Недалеко от нас стояли окружённые солдатами с Фабрики синие куртки Сивера. Когда бронепоезд, управляемый «Дикими котами», въехал в заново установленную дымовую завесу и остановился там, его тут же взяли в кольцо вышедшие с территории громадного завода бойцы. Возглавляли их штурмовики со своими ручными пулемётами, но большую часть составляли обычные солдаты в шинелях и с длинными винтовками. Синие куртки соскакивали с платформ и тут же оказывались под прицелом. Тех, кто пытался сопротивляться, быстро утихомирили, остальные сложили оружие и стояли сейчас вместе с обслугой бронепоезда, держа руки на виду, чтобы не провоцировать охрану.

— Отправляю в расход, — объяснил фон Вольг. — Там дальше, — он махнул рукой куда-то в сторону Фабрики, — большое болото, даже в самые лютые морозы не замерзает.
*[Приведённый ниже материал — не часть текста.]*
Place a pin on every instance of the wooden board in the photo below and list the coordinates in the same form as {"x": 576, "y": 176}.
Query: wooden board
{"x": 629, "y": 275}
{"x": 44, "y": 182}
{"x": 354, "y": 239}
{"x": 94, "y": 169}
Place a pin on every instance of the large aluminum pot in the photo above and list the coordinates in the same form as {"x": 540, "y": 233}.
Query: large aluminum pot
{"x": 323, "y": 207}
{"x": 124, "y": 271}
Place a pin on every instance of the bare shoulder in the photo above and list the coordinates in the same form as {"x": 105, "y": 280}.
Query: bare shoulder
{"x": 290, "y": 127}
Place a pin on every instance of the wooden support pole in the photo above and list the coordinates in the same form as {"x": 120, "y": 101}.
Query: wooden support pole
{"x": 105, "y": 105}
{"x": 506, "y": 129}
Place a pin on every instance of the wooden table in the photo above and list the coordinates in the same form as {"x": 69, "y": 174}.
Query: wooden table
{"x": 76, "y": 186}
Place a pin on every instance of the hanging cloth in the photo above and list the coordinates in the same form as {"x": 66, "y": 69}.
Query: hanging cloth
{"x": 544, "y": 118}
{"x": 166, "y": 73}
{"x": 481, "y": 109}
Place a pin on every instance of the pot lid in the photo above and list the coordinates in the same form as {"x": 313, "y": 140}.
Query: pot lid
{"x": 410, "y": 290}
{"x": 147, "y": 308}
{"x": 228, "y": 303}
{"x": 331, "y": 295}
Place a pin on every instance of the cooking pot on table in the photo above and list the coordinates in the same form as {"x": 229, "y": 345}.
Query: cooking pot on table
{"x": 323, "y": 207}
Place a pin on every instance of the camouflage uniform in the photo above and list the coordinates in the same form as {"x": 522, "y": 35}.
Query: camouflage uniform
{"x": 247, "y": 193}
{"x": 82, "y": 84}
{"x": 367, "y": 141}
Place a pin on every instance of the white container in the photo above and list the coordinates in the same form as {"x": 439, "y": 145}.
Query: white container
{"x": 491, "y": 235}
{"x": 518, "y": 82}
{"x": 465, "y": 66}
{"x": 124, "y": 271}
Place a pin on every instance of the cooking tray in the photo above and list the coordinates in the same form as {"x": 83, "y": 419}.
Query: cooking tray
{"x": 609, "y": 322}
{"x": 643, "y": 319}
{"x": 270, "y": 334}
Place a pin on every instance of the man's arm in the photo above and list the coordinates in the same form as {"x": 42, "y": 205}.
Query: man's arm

Там много всякой сволочи гниёт. Осуждаешь? — хитро покосился на меня полковник.

— Нет, — ответил я. — Мне плевать, что ты сделаешь с этими людьми. Я обещал их тебе — и отдал, дальше разбирайся с ними сам.

— Все они — враги Республики и заочно приговорены к высшей мере, — без особой надобности сообщил мне фон Вольг.

Охрана тычками прикладов погнала разоружённых сиверовцев и обслугу бронепоезда в обход стены, огораживающей территорию Фабрики. Видимо, к тому самому болоту, о котором говорил фон Вольг. Я ничуть не кривил душой, говоря, что мне плевать на судьбу этих людей. На фронте и похуже дела делать приходилось. Ближе к концу войны, когда все устали от неё, в плен сдавались целыми ротами, а то и батальонами. Кормить сдавшихся на передовой было попросту нечем и содержать негде, а ждать комендантские взводы, что будут конвоировать пленных в тыл, частенько желания не было. Вот и выводили в расход — простое определение для массового убийства. Чаще всего расстреливали из пулемётов, но если с патронами было туго, приходилось изворачиваться, а командованию потом покрывать натуральные военные преступления, потому что далеко не всё можно делать даже во время такой бойни, какой была Великая война.